As soon as the show aired, the company received outrageous reactions, including death threats, to the point that Liu spoke out in its aftermath. “I just don’t want the legacy of this segment to be pitchforks and people fearing for their safety,” the Marvel star said in a TikTok posted on October 12. “We’re starting to lose the plot of…the positive energy of what this is, which is let’s educate people, let’s make the world a better place, let’s make people aware that certain things aren’t okay from a cultural perspective.”

But he said he is grateful to everyone commenting and encouraged the public to continue doing so, in a respective and productive manner. “We hit on a really important discussion about cultural appropriation, what it is, how is something exploitative rather kind of paying homage and paying respect, when is that line crossed,” the 35-year-old actor said. “I’ve experienced a massive wave of positivity and support from people from every community and I just think that’s really incredible, and I really appreciate that.”

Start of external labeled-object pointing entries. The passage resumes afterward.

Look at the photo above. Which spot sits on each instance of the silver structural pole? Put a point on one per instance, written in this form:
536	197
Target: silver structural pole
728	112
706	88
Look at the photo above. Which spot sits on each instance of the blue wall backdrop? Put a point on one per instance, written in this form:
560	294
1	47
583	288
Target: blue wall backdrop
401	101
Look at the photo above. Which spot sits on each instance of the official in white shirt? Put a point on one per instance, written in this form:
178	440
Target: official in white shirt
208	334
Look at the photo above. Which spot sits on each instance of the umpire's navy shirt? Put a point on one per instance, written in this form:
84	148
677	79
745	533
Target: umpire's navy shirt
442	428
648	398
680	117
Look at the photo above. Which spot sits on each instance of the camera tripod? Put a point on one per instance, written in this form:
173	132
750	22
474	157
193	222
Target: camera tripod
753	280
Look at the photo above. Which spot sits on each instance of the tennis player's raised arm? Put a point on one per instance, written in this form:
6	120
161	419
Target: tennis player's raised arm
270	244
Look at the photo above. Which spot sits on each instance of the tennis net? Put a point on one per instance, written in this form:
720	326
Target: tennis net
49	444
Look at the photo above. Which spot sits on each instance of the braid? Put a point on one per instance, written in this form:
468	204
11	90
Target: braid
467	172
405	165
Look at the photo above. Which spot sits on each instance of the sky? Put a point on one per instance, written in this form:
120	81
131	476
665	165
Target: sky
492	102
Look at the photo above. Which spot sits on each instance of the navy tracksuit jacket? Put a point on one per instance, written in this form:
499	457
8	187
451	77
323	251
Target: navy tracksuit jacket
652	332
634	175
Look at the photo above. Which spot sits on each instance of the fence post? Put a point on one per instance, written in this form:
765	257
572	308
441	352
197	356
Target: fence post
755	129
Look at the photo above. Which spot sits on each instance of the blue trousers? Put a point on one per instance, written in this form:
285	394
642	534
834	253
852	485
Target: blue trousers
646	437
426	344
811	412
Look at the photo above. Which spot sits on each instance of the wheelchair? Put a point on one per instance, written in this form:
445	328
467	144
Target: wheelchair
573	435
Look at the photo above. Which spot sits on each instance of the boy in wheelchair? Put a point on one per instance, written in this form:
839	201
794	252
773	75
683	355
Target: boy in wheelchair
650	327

One of those who spoke out was Taiwanese American Olivia Chen, co-founder of Twrl Milk Tea, who posted a TikTok reaction on October 11 to show that there are other ready-to-drink boba companies out there who are all about highlighting the drink’s origins.

“We are passionate about sharing the flavors of heritage and culture in thoughtful ways,” Chen told Food & Wine of the company she started in 2021 with Chinese American Pauline Ang, which is available at stores like Whole Foods, Sprouts, World Market, and Aldi. “There are companies like us with Taiwanese and Chinese heritage who are creating boba and milk tea products inspired by our own culture for the world to enjoy.” 

In a surprising twist, Liu responded to their video, asking them to submit a deck, which his team is currently looking at. “He is not only a superhero on screen but here he was on our TikTok engaging with our small business,” Chen said. “It was a surreal superhero moment.” 

After all, the drink is one she and Ang turned to growing up “when we needed comfort,” and it remains a “drink we enjoy with family and friends,” as well as a “pick-me-up that fuels our day.” She added that as an entrepreneur, “it's our responsibility to be vocal advocates for honoring cultural traditions and encouraging support for Asian founders who thoughtfully build products that reflect our heritage.”

When it comes down to it, it’s all about respect and giving proper credit for how the food items came to be. “There is nothing stopping you from making things that are inspired by other cultures, but Simu called out the right things,” Yang said. “When you’re doing a respectful refresh of something, you’re acknowledging that that thing exists. You’re elevating the original context and origins of that thing. And you’re kind of making it perhaps more accessible, more open.” 

Or, as he put simply: “Appreciate, don’t appropriate.”